While in class, we discussed research data, and about user testing, post-game testing, etc. Our homework was to find two games on Meta-Critic (one below 60, the other above 80) and find 30 reviews for each, and highlight game design terms. We then discussed in groups with each other about the games we chose, and how the comments were similar, or different.
While in theory, this exercise may have been thought to be a good idea, but in practice, it was a mess. If we were to use only “official” reviews (not by users) the reviews were extremely limited. Finding 30 reviews for each was way too excessive, and it was nearly impossible to find 30 reviews that were of “high enough” quality. It also felt like this project was a grade nine project, but just with more reviews to go through.
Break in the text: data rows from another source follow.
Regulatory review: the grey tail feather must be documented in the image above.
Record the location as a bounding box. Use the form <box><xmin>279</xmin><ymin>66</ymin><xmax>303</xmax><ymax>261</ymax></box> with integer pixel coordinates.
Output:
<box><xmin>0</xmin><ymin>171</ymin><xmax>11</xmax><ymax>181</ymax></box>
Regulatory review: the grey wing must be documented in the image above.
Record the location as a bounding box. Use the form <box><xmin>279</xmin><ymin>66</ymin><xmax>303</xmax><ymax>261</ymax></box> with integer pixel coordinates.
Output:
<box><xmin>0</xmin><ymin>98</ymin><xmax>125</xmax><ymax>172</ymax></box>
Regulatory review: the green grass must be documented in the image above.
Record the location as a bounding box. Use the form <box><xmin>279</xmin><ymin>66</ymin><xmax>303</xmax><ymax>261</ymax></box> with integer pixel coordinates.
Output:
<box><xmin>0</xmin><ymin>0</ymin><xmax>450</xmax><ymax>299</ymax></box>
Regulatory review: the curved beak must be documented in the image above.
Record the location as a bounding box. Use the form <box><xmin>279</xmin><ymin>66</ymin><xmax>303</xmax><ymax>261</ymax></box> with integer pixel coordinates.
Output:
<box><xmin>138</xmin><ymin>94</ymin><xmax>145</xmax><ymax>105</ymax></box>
It felt childish, and pointless, and there wasn’t a lot to “learn” from this lesson.
Earlier, we had reviewed terms and phrases in games. Why they were good, and why they were bad. The point of this homework was to have us see the similarities and differences with each good and bad game, no matter what it is. Although there were some similarities, some games were so bad it was all negative reviews, while others weren’t “so” bad and had mixed. It was difficult to find the same “What’s wrong with this” with 6 or 8 completely different games.
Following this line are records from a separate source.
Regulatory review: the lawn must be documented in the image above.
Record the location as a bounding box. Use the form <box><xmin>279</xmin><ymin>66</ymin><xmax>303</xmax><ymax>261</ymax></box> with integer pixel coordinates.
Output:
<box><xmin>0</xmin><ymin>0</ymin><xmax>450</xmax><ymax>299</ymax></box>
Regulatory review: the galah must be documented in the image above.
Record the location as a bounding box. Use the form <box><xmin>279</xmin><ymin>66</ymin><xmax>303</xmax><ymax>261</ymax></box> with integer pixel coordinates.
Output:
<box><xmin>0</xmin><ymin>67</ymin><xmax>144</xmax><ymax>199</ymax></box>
Also, ranking the similar flaws/good things was also difficult. Even if there were many similarities, to have all three or four people agree on the scaling of what affected the review the most (poor graphics, shoddy mechanics, poor controls, good music, etc) was the hardest part. Each person had their own idea of what was the “best” one to pick, and how they would rank each asset.
The point of the exercise was to see what made a “good” game, and what made a “bad” game, so we as developers would know what to avoid, and what to focus on while making our games. While the work itself was stressful, we covered what we already knew about game design, and what to avoid and what to pick when creating our game.
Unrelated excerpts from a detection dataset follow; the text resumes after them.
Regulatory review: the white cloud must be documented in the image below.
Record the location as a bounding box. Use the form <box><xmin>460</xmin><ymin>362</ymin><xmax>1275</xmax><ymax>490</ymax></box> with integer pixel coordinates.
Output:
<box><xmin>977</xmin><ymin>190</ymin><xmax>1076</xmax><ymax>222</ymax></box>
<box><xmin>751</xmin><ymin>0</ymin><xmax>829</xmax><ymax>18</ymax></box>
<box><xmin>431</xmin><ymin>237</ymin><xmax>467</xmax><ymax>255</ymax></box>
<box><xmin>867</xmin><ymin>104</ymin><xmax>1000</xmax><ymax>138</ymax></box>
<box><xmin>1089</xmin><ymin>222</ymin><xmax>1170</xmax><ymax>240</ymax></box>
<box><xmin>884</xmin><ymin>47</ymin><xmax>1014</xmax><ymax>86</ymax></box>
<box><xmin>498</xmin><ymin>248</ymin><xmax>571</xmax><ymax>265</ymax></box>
What would have worked a lot better, would be each person chooses one good and one bad game and create a review. What makes the game good or bad to you? What design decisions, or mechanics fall short? What makes that game, to you, the worst or best game you’ve played? That would spark a better discussion, than copying, pasting, and highlighting, supposed “professional” reviews. Is that not the point of being a game developer? To discuss with others what works an what doesn’t and why so you can all come to a mutual agreement to fix the issue in and of itself.
When I went through the reviews, I found users themselves used more accurate, and overall better, vocabulary relating to game design. The professionals used “Oh it’s good because the music.” While the users went a step forward with “The music evokes certain responses from the players at certain points in the game. It works well because…” and on. This assignment really was a letdown, and in future could have been worked a lot better, especially because the assignment seemed to only be worth participation marks.
Since doing that assignment and taking it up, we had already known a lot of the information, but it was still fine to go over to ensure we knew what we were talking about. We used that session to really dive deeper into what could make or break our game.